Whilst Googling around for something entirely unrelated, I stumbled on a discussion paper published in January of 2023 about Effective Altruism that argues Global Health & Wellbeing is basically a facade to get people into the way more controversial core of longtermism. I couldn't find something posted about it elsewhere on the forum, so I'll try to summarise here.
The paper argues that there is a big distinction between what they call public facing EA and Core EA. The former cares about global health and wellbeing (GH&W) whereas the latter cares about x-risks, animal welfare and "helping elites get advanced degrees" (which I'll just refer to as core topics). There are several more distinctions between public EA and core EA, e.g. about impartiality and the importance of evidence and reason. The author argues, based on quotes from a variety of posts from a variety of influential people within EA, that for the core audience, GH&W is just a facade such that EA is perceived as 'good' by the broader public, whilst the core members work on much more controversial core topics such as transhumanism that go against many of the principles put forward by GH&W research and positions. The author seems to claim that this was done on purpose and that GH&W merely exists as a method to "convert more recruits" to a controversial core of transhumanism that EA is nowadays. This substantial distinction between GH&W and core topics causes an identity crisis between people who genuinely believe that EA is about GH&W and people who have been convinced of the core topics. The author says that these distinctions have always existed, but have been purposely hidden with nice-sounding GH&W topics by a few core members (such as Yudkowsky, Alexander, Todd, Ord, MacAskill), as a transhumanist agenda would be too controversial for the public, although it was the goal of EA after all and always has been.
To quote from the final paragraph from the paper:
The ‘EA’ that academics write about is a mirage, albeit one invoked as shorthand for a very real phenomenon, i.e., the elevation of RCTs and quantitative evaluation methods in the aid and development sector. [...] Rather, my point is that these articles and the arguments they make—sophisticated and valuable as they are—are not about EA: they are about the Singer-solution to global poverty, effective giving, and about the role of RCTs and quantitative evaluation methods in development practice.
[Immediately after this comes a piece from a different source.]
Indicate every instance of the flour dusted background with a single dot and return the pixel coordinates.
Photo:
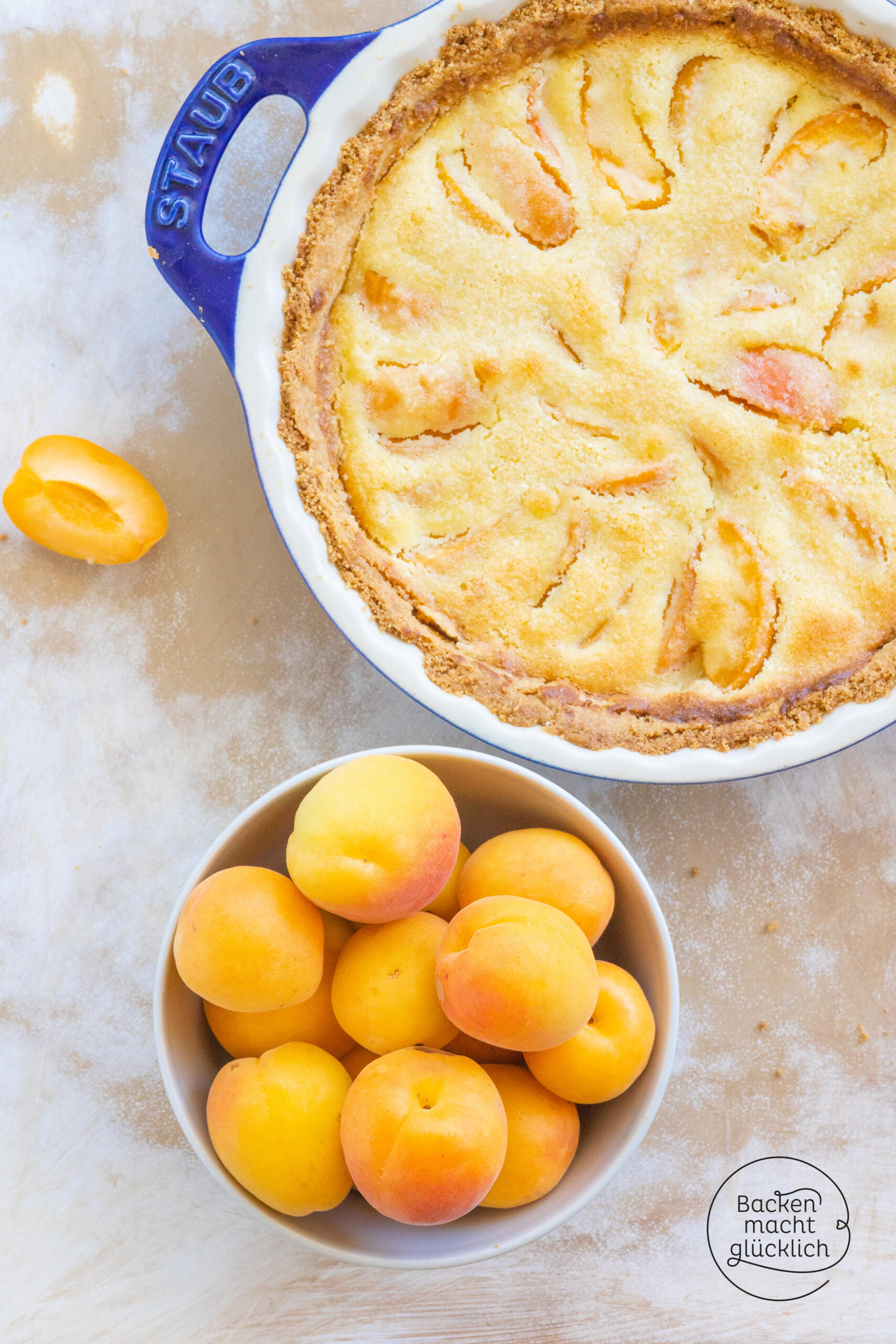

EA is an entirely different project, and the magnitude and implications of that project cannot be grasped until people are willing to look at the evidence beyond EA’s glossy front-cover, and see what activities and aims the EA movement actually prioritizes, how funding is actually distributed, whose agenda is actually pursued, and whose interests are actually served.
That’s a pretty impressive and thorough piece of research, regardless of whether you agree with the conclusions. I think one of its central points — that x-risk/longtermism has always been a core part of the movement — is correct. Some recent critiques have overemphasised the degree to which EA has shifted toward these areas in the last few years. It was always, if not front and centre, ‘hiding in plain sight’. And there was criticism of EA for focusing on x-risk from very early on (though it was mostly drowned out by criticisms of EA’s global health work, which now seems less controversial along with some of the farmed animal welfare work being done).
If someone disagrees empirically with estimates of existential risk, or holds a person-affecting view of population ethics, the idea that it is a front for longtermism is a legitimate criticism to make of EA. Even more resources could be directed toward global health if it wasn’t for these other cause areas. A bit less reasonably, people who hold non-utilitarian beliefs might even suspect that EA was just a way of rebranding ‘total utilitarianism’ (with the ‘total’ part becoming slowly more prominent over time).
At the same time, EAs still do a lot in the global health space (where a majority of EA funding is still directed), so the movement is in a sense being condemned because it has actually noticed these problems (see the Copenhagen Interpretation of Ethics).
This isn’t to say that the paper itself is criticising EA (it seems to be more of a qualitative study of the movement).